Recordaba ahora haber experimentado en otra ocasión algo parecido. Era la misma multitud en las azoteas, las mismas miradas, la misma ira; pero entonces andaba libre, todos le abrían paso, le cubría un dios; y tal recuerdo le infundía una tristeza aplastante. Pasaban sombras ante sus ojos, la sangre manaba por una herida de su muslo, se sentía morir; plegó las rodillas y se dejó caer despacio sobre el pavimento.

Del peristilo del templo de Melkart trajeron entonces la barra de un trípode enrojecida al vivo, y por encima de la primera cadena se la aplicaron a la herida. La carne chirrió, se la vio humear, y las voces del pueblo ahogaron el quejido de Matho. Este se levantó.

Seis pasos más allá volvió a caer, y luego otra y otra vez; pero siempre un nuevo suplicio le hacía levantarse; se le rociaba con gotas de aceite hirviente, se le ponían cascos de vidrio, y él seguía andando.

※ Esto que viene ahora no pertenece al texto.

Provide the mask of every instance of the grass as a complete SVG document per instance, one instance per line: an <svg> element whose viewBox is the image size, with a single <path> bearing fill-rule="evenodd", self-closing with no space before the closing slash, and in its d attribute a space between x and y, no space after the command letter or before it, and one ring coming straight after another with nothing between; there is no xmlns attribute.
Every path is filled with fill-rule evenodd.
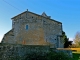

En la esquina de la calle de Sateb se apoyó en el escaparate de una tienda, dando la espalda a la muralla, y de allí no se movió.

Los esclavos del Consejo le flagelaron con sus grandes látigos de cuero de hipopótamo, con tal furia y por tan largo tiempo, que sus túnicas estaban empapadas de sudor. Matho parecía insensible; pero de pronto echó a correr al acaso, castañeteándole los dientes. Enfiló la calle de Boudés, la de Sepo, atravesó el Mercado de las Hierbas y llegó a la plaza de Kamón.

Su persona pertenecía ahora a los sacerdotes; los esclavos habían apartado las turbas: había más espacio. Matho echó una mirada a su alrededor y vio a Salambó.

A su entrada en la plaza, Salambó se había puesto en pie, y a medida que Matho iba acercándose, ella se adelantaba al borde de la terraza, y como si todo se borrara ante sus ojos, únicamente veía a Matho. En su alma se había hecho el silencio; era como uno de esos abismos en que el mundo entero desaparece bajo la presión de un pensamiento único, de un recuerdo, de una mirada. Este hombre que corría hacia ella la atraía.

A excepción de los ojos, Matho no conservaba ninguna apariencia humana: era una masa completamente ensangrentada. Rotas las ataduras, colgaban sobre sus muslos, pero en nada se diferenciaban de los tendones de sus puños; tenía la boca desmesuradamente abierta; las órbitas lanzaban llamaradas que parecían subir hasta los cabellos; ¡y el desdichado seguía avanzando!

Llegó precisamente al pie de la terraza. Salambó estaba asomada a la balaustrada. Las espantosas pupilas de Matho la miraban; sintió que le remordía en la conciencia todo cuanto este hombre había sufrido por ella. Recordó al verle agonizar cuando en su tienda de campaña la ceñía el talle con sus brazos diciéndola palabras de amor; sentía ansias de volverlas a oír; no quería que este hombre muriera. En este momento, Matho sufrió un gran estremecimiento: Salambó iba a gritar. Matho cayó de espaldas y ya no se movió.

Salambó, casi desvanecida, fue llevada a su trono por los sacerdotes que la rodeaban; la felicitaron, porque aquella muerte era obra de ella. Aplaudían todos y golpeaban el suelo repitiendo a voces su nombre.